From David Horowitz's FrontPageMag.com/DiscoverTheNetworks.org:
PROFILE: ERIC HOLDER

(note that this is just an excerpt on one issue. The linked piece addresses all of Holder's record)

Holder and the Pardon of FALN Terrorists:

Holder was also intimately involved in President Clinton's August 11, 1999 pardon of 16 members of the FALN, acronym for the Armed Forces of National Liberation—a violent terrorist organization (as designated by the FBI) that was active in the U.S. from the mid-1970s through the early 1980s.

The FALN was a Marxist-Leninist group whose overriding mission was to secure Puerto Rico's political independence from the United States. Toward that end, between 1974 and 1983 the group detonated nearly 130 bombs in such strategically selected places as military and government buildings, financial institutions, and corporate headquarters located mainly in Chicago, New York, and Washington DC. These bombings were carried out as acts of protest against America's political, military, financial, and corporate presence in Puerto Rico. All told, FALN bombs killed six people—including the Chilean ambassador to the United States—and wounded at least 80 others.

On April 4, 1980, eleven FALN members were arrested in Evanston, Illinois. More of their comrades would also be apprehended in Chicago in the early 1980s. All were charged with seditious conspiracy, but they refused to participate in their own trial proceedings—claiming defiantly that the U.S. government was an illegitimate entity and thus had no moral authority by which to sit in judgment of them. All the defendants were found guilty and were sentenced to federal prison terms ranging from 35 to 105 years.

On November 9, 1993, a self-identified "human rights" organization named Ofensiva '92 filed a petition for executive clemency on behalf of 18 members of the FALN and another violent organization seeking Puerto Rican independence, Los Macheteros ("The Machete-Wielders"). According to a December 12, 1999 report issued by the House Committee on Government Reform, the prisoners themselves "refused to take part in any process that would legitimize the government's actions against them, therefore they refused to file their own petitions."

This presented a problem because the Department of Justice (DOJ) traditionally stipulates that clemency will be considered only if a prisoner first files a petition on his or her own behalf, an act which the Department views as a sign of contrition. Nonetheless DOJ made an exception in this case and accepted Ofensiva '92's petition, a document which cast the FALN prisoners as blameless freedom fighters analogous to those Americans who had fought in the Revolutionary War against Britain.

Among the notables who joined Ofensiva '92's clemency crusade were Cardinal John O'Connor, Coretta Scott King, Jimmy Carter, and the National Lawyers Guild. Perhaps the most passionate support came from Democrat Representatives Luis Gutierrez (IL), Jose Serrano (NY), and Nydia Velazquez (NY), each of whom echoed Ofensiva '92's claim that the FALN members were "political prisoners" who deserved to be released.

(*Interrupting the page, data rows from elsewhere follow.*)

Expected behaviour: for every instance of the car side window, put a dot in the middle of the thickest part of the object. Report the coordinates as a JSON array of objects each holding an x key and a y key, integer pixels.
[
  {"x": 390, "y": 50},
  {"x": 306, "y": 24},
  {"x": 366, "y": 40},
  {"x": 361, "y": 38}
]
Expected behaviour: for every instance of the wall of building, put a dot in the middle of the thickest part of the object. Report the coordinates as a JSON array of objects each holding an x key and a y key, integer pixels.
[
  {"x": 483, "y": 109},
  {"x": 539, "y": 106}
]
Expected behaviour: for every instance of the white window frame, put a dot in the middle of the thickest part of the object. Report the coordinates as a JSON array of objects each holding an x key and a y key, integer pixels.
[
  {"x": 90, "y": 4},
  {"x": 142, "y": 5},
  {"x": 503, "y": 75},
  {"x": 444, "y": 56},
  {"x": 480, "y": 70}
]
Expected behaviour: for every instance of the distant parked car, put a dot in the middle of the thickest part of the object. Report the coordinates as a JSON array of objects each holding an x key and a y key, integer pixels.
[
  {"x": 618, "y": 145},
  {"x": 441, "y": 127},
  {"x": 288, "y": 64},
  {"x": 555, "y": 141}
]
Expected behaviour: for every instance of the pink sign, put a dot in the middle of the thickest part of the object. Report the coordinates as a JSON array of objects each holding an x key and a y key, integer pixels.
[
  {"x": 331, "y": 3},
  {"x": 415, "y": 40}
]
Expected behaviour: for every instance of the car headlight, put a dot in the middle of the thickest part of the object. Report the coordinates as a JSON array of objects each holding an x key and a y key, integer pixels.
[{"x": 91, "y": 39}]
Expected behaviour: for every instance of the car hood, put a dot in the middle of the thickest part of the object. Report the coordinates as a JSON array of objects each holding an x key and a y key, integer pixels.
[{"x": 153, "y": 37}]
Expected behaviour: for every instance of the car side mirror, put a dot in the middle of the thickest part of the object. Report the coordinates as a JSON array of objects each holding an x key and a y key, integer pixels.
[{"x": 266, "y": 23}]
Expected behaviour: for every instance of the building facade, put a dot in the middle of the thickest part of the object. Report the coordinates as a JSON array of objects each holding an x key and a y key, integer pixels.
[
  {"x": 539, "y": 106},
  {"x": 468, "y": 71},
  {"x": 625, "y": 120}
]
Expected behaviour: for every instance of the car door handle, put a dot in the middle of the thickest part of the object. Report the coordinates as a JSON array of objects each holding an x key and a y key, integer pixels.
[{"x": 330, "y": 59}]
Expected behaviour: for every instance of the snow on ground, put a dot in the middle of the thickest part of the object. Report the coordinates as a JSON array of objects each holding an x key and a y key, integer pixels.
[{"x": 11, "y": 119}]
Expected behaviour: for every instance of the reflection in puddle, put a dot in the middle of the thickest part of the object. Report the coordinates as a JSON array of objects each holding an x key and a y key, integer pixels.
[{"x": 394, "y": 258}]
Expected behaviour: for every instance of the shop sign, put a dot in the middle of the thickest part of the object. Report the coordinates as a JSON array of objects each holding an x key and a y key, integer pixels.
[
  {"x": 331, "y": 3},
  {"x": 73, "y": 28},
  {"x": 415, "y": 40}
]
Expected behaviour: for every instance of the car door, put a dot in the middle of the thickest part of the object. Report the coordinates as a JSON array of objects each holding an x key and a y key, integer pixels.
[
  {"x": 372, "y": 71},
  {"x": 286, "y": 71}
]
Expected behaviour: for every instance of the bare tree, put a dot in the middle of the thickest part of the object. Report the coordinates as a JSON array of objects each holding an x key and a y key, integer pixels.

The attorneys and advocates who were fighting for the freedom of the FALN prisoners first met with the Justice Department's Pardon Attorney on July 19, 1994. In October 1996 they met with Jack Quinn, Counsel to the President. They were unsuccessful, however, in their efforts to convey the legitimacy of their cause to the Office of the Pardon Attorney (OPA), which in 1996 contacted the Justice Department and recommended against clemency; that recommendation, in turn, was forwarded to the White House.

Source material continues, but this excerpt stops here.